She paused on the sidewalk for a moment to pull out her pepper spray, and then continued on and across the street toward Pizza Palace. Once the lights of the restaurant faded and Pepper was deep into the darker residential section of Daisy Drive, she felt herself stepping a little faster down the street.

She wished Sheriff Todd would hurry up and catch the peeper so she didn’t feel uncomfortable in her hometown anymore. With her mini-blinds hung in the kitchen, she’d put the unpleasant incident behind her, but Grant was right: He could be out there right now, creeping through the bushes. Watching her walk home.

Pepper glanced over her shoulder once, secretly hoping that maybe Grant
was
behind her, but the sidewalk was empty and dark. Of all the times he would listen to her . . .

A loud snap of a twig in the yard beside her sent a surge of panic through her. She jumped, her eyes searching the darkness but not seeing any movement. “It’s probably just a raccoon,” she told herself, and started walking double time down the street. She hated that for the second time in a week, she was fearfully dashing through her own neighborhood. If they ever got that peeper, she was going to give him a sharp tap to the twig and berries.

Up ahead was the intersection with Second Avenue and the streetlights there would be brighter. She was almost to her house. No sweat.

“Pepper?”

She felt someone’s hand brush her shoulder, and reacting instantly, Pepper lifted her pepper spray and pressed the nozzle. It sent a long stream at the dark figure, which backed away and screamed.

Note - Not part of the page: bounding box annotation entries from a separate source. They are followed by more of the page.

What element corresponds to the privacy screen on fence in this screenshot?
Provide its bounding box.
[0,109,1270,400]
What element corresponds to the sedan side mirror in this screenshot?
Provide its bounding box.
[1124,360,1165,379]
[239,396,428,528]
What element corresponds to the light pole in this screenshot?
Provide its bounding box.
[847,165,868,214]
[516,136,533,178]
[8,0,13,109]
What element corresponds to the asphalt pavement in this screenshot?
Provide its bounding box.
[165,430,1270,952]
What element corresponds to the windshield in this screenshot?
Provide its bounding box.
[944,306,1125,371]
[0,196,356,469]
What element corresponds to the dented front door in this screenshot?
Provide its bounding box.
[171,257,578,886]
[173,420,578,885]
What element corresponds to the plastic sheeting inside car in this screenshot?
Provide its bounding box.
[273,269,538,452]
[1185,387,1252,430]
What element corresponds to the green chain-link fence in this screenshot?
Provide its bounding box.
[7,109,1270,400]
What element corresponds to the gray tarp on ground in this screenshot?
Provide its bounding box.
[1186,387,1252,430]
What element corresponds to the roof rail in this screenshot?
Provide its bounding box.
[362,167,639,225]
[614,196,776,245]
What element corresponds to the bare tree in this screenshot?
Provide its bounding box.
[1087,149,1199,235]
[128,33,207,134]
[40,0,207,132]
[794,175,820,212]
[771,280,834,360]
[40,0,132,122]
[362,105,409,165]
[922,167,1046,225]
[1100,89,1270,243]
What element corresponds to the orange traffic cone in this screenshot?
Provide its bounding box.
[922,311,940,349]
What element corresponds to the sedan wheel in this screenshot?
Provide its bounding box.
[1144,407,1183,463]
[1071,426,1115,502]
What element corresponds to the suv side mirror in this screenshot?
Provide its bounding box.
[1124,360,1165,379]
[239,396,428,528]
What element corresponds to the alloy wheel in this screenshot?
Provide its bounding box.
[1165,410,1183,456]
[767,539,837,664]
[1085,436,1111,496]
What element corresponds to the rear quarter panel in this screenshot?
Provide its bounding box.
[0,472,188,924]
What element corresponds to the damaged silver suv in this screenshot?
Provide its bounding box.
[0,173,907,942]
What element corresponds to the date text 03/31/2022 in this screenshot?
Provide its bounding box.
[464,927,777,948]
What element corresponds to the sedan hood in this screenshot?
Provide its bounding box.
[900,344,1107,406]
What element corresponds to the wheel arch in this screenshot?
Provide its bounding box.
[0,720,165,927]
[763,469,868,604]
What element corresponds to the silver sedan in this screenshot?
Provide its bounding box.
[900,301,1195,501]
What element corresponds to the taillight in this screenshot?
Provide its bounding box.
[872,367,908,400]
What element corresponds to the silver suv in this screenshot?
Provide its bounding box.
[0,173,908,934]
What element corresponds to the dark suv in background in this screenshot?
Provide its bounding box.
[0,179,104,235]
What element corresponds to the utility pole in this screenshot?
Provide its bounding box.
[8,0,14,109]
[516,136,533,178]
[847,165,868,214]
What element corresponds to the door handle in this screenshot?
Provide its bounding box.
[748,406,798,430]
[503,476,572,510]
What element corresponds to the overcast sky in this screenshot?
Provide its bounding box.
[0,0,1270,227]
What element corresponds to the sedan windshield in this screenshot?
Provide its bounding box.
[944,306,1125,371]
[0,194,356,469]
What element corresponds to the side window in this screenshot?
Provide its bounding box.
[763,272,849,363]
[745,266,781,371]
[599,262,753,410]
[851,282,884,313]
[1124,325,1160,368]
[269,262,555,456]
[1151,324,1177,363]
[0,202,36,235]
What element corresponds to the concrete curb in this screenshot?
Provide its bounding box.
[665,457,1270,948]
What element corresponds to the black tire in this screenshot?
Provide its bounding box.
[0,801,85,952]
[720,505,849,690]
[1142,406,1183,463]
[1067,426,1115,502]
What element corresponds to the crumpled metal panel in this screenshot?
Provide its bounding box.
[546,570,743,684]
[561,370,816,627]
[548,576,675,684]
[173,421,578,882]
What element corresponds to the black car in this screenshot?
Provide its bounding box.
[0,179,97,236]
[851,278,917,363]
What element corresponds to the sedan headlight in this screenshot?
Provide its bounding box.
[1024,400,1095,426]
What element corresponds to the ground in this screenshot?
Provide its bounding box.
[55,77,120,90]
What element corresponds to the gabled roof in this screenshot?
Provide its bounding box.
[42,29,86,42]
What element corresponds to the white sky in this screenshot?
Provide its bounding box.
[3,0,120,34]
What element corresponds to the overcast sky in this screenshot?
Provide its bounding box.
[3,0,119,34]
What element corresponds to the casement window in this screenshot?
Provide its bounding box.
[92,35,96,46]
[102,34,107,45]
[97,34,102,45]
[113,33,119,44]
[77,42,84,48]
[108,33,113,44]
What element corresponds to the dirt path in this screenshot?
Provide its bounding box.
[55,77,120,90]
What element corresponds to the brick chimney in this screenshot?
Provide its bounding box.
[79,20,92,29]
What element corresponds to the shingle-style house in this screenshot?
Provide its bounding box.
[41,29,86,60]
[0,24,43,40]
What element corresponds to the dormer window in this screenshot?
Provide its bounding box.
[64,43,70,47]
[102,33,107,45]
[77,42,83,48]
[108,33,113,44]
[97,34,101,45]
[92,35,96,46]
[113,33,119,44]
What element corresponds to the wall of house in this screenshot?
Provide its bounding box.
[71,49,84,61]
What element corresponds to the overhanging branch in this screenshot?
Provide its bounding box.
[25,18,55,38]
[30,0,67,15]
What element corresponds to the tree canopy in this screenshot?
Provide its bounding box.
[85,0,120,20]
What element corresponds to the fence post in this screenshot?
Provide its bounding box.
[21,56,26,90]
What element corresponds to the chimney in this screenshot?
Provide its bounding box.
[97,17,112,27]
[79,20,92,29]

“Jesus, Pepper,” the man moaned through clenched teeth. “What’s wrong with you?”

The slumped figure stumbled back into a yard and the porch light illuminated Grant’s bright red, tear-streaked face. He had her scarf in his hand. She must have dropped it. Now he did, letting the fabric slip through his fingers as he fell to his knees. He curled into a ball, groaning, and then whipped his shirt off to rub the material into his eyes.

“Don’t rub, it makes it worse!” Pepper shoved her spray back in her purse and ran up to his side. “You dumbass,” she said, crouching down. “Why the hell are you following me?”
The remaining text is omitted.